An algorithm refers to your method of solving a problem. Algorithmic optimization, then, relies on choosing the best method to solve a particular problem. Although we could choose a complex problem to illustrate algorithmic optimization, a simpler problem is equally sufficient in demonstrating the process that you go through.
For our example problem, imagine that you want to reverse the characters in a string: if the string is "HELLO", you want it to be "OLLEH". This obviously is a routine that would only really be useful if you are writing a text editor, and are providing different ways for the user to manipulate the text (search, replace, insert, copy, etc.).
Knowing what the routine needs to do, the straightforward approach to writing it is to use another string to store the reversed string, and then concatenating the respective substring to the end of the string while looping over the original string backwards using a For( loop. Here is what the code would look like:
:" " :For(I,length(Str1),1,-1 :Ans+sub(Str1,I,1 :End :sub(Ans,2,length(Ans)-1→Str1
As you can see, we are using the Ans variable to hold our temporary string of reversed characters. You should also note that we initialize it to one space before entering the For( loop. This is because TI-Basic does not allow empty strings — it will actually return a ERR:DOMAIN if you try to concatenate or manipulate the string.
Although this approach is efficient, there are still other ways to write the routine. One possibility is using recursion — the program calling itself. This is basically replicating what the For( loop was doing in the previous routine, except this time we don't have an additional variable to keep track of the string position. Instead we are using the actual length of the string itself, and then subtracting the length of the temporary string from that.
In order for this to work, however, we need to add an additional character to the end of our string. This is because our temporary string is initialized to a space, so we need to offset this character to get the complete reversed string. If we don't add the extra character, our reversed string will be missing the first character from the original string — we would get "LLEH" instead of "OLLEH".
The actual code for the routine is:
:Ans+sub(Str1,length(Str1)-length(Ans),1 :If length(Ans)<length(Str1 :prgmREVERSTR :sub(Ans,2,length(Ans)-1→Str1
Note that in order to run the routine, you need to initialize Ans on the home screen to a string with one character: a space is the character we like to use, but it can be a question mark, a letter, a number, or whatever you want. Also note that the program name must be the actual name of the program on your calculator; we just called our program REVERSTR because we like names that are descriptive.
When you try out this routine, you should notice that it works just as effectively as the first routine for short or medium length strings.

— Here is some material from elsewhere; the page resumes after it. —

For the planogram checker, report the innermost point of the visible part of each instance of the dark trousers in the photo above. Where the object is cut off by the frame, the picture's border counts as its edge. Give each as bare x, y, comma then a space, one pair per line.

However, if you try using a long string, the routine might not actually complete, but instead the calculator will run out of memory — giving you a ERR:MEMORY error.
Each time a program call is made, the calculator puts it on a stack and it takes sixteen bytes to keep track of each program call. Because this stack is placed in RAM, whether you are able to completely reverse the string or not depends on how much free RAM you have on your calculator.

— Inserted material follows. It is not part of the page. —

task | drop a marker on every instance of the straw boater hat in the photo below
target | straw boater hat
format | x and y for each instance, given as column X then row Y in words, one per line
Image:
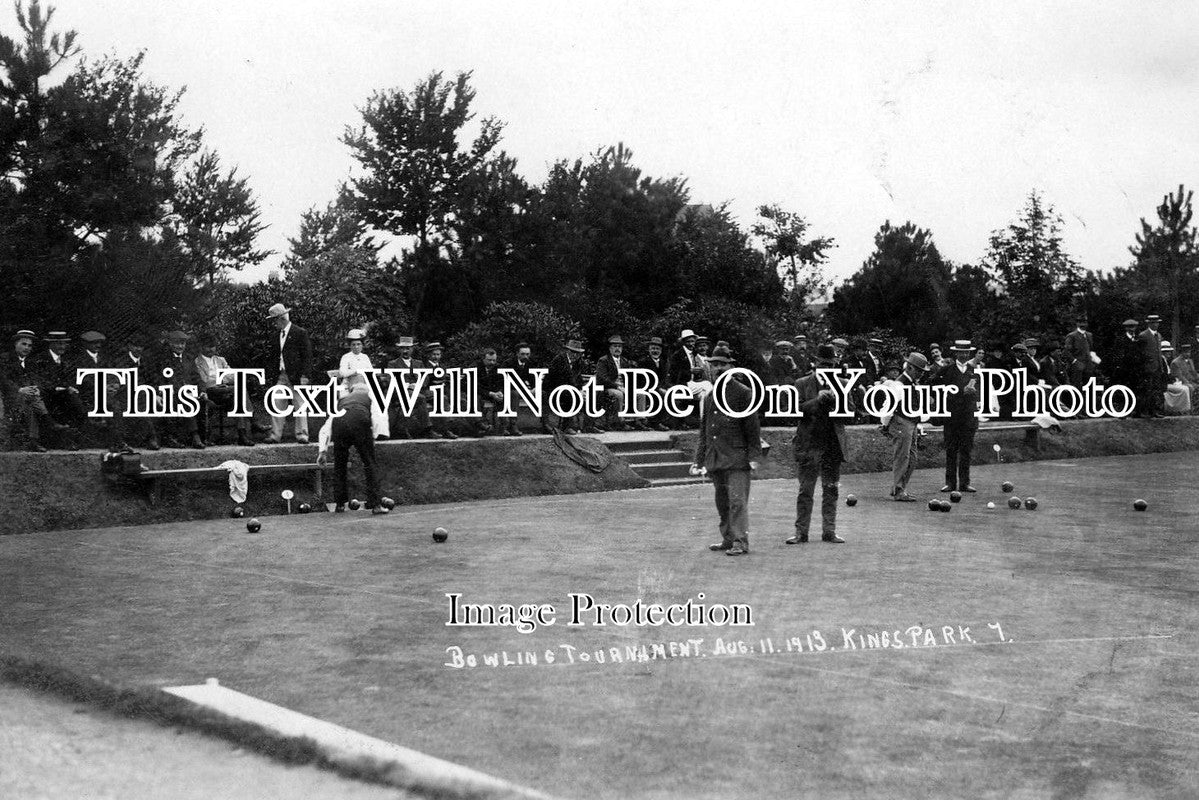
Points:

The other problem with using this routine is that it has to be its own stand-alone program. This is because the code has to go at the beginning of the program, in order for the recursion to work correctly. Of course, a four line program isn't necessarily bad, but it can be a nuisance having to remember an additional program to use your program.
Using recursion to reverse a string is obviously not going to work for us when you factor in the memory for the program calls and the additional program, so that means we should stick to using a For( loop. Now we need to think about how else we could go about reversing a string.
How about instead of looping over the string backwards and appending the respective substring to the end of the string, we loop forwards and append the substring to the beginning of the string? Does that sound like it would work any better? Well, let's try it.
We are still going to use the temporary string stored in Ans like we did with the other two routines, except this time the original string is stored to Ans instead of just a dummy character. We then loop through each character starting from the beginning to the end, adding it to the beginning of the string as we build up the reversed string.
Here is what the code would look like:
:Str1 :For(I,1,length(Ans)-1 :sub(Ans,2I,1)+Ans :End :sub(Ans,1,I→Str1
Since adding to the beginning of the string alters the index, we must take that into account — this is where the 2I in the formula comes from. It adds the 2nd character the first time, the 4th character (which was originally the 3rd) next, the 6th character (originally the 4th) after that, and so on.
Comparing the size of the last routine to the size of the first two routines, the code is now smaller, and so coming up with a better algorithm has resulted in a better program. Of course, this required some creative thinking on our part, but it was well worth the effort.